Из кармана куртки он достал недопитую бутылку водки.
– Стащил, пока брат убирал.
И они подняли бокалы. ИБем обнял Виля, как брата.
– Ну, что будешь делать?
– Писать…
– Сытая жизнь делает все пресным, округлым и чересчур нормальным, – сказал Бем. – А чтобы писать – надо быть ненормальным! И читатель должен быть тоже немного того… Поэтому тут нет ни читателей, ни писателей. Тут забыли, что это такое. Когда представляешься – «писатель» – люди бросаются к Толковому словарю. И уже не в каждом есть это слово. Поэтому я представляюсь – «Брат страуса с яйцами»… Что ты умеешь, что ты можешь?
– Умею только писать. Знаю только русский язык.
– Как раз для восемнадцатого места в нашей семье, – заметил Бем, – сразу же после меня…
* * *
Граната Глечика посадили за пенку.
В те далекие времена в России все любили пенку – говорят, в революцию любят пенку – и Глечик сожрал пенку самого товарища Гулыги – яркого революционера местного масштаба – и сел по статье «Хищение социалистической собственности в особо крупных размерах» – пенка, видимо, была немалой.
После пяти лет небольшого архангельского лагеря он перестал доводить молоко до кипения. А если пеночка случайно получалась – оставлял товарищу:
– Пеночки не хотите?..
Глечик появлялся в гостиной всегда в сопровождении почетного эскорта. Это были две тонкие блондинки, общий возраст которых не превышал возраста Глечика в тот год, когда он съел пенку.
– Оленя ранило стрелой! – доносилось уже из дверей.
– Аидише Шикер, – констатировал Харт и все второпях допивали водку.
У Харта была своя теория экстремальных иудейских вариантов: Если еврей дурак – это уже Иванушка, если мудрец – Соломон, если шикер – то Глечик.
Он пил всюду – в жизни, на сцене, под…
Проверить было трудно, но утверждали, что Глечик пил с бармицвы, и съел пенку ввиду отсутствия закуски.
Глечик научно объснял это:
– Вы не представляете, что будет, если я просохну, – угрожал он, вынимая рюмку из рук Харта, – я умру!
За его жизнь никто не волновался – он был заспиртован.
– В этой стране, – сообщал он, – я могу жить только керным, – он вырывал рюмку из рук Качинского, – только под шафе.
Качинский не выпускал.
– Или вы хотите, чтоб я сказал все, что думаю?! – угрожал он.
Качинский не хотел и выпускал бокал с живой водой.
Ни один из завсегдатаев Мавританской не хотел, чтобы он сказал, что думает – гостиную бы сразу закрыли.

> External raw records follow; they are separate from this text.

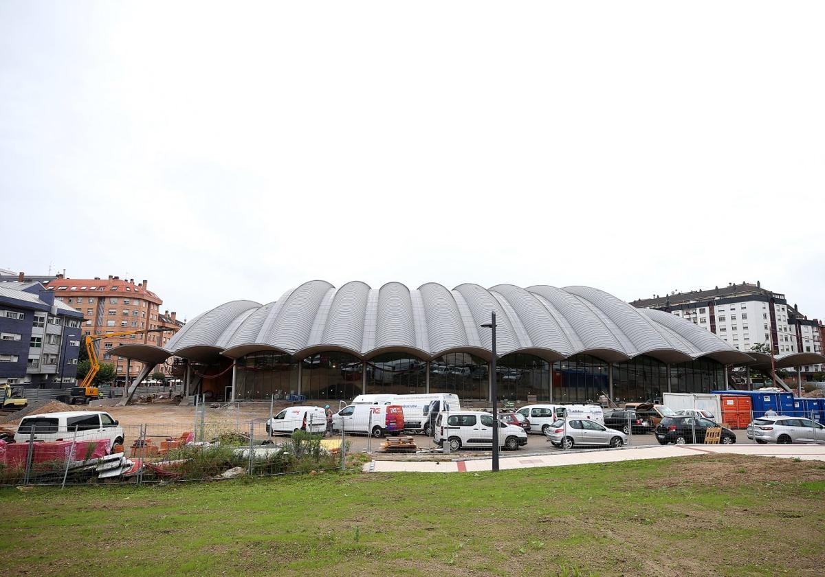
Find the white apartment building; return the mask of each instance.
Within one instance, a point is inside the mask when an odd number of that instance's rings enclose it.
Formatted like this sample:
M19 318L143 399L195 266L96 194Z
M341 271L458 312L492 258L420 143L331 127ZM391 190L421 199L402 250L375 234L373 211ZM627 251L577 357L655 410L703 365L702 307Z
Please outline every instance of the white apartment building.
M706 291L672 293L664 297L631 303L641 308L657 308L681 317L710 331L739 350L773 346L776 355L822 353L822 329L808 320L784 294L757 284L729 284ZM818 373L823 365L803 366L804 373Z

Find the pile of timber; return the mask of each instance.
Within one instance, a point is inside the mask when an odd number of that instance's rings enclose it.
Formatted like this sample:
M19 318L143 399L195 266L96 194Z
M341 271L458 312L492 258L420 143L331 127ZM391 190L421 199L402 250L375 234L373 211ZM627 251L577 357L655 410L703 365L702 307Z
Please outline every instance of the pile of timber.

Много лет назад, в жаркое лето, когда Глечик однажды просох, он сказал все, что думает…
Его увидели лет десять спустя, сгорбившимся, худым, на пороге Мавританской:
– Оленя ранило стрелой, – печально произнес он.
За десять лет олень постарел лет на двадцать.
– Вот к чему приводит трезвость, – сказал он.
Потом, с годами, к нему вновь вернулась молодость, веселье и постоянная радость бытия.
Ему откровенно завидовали – ни у кого из завсегдатаев не было такого длинноногого эскорта. Его всегда сопровождали красавицы. Их светлые волосы бросали на Глечика таинственный свет.
У стола Глечик целовался с эскортом и отпускал его, долго провожая взглядом.
– Три часа занимались актерским мастерством, – пояснял Глечик, выливая себе все, что осталось в графине, – талантливая молодежь!..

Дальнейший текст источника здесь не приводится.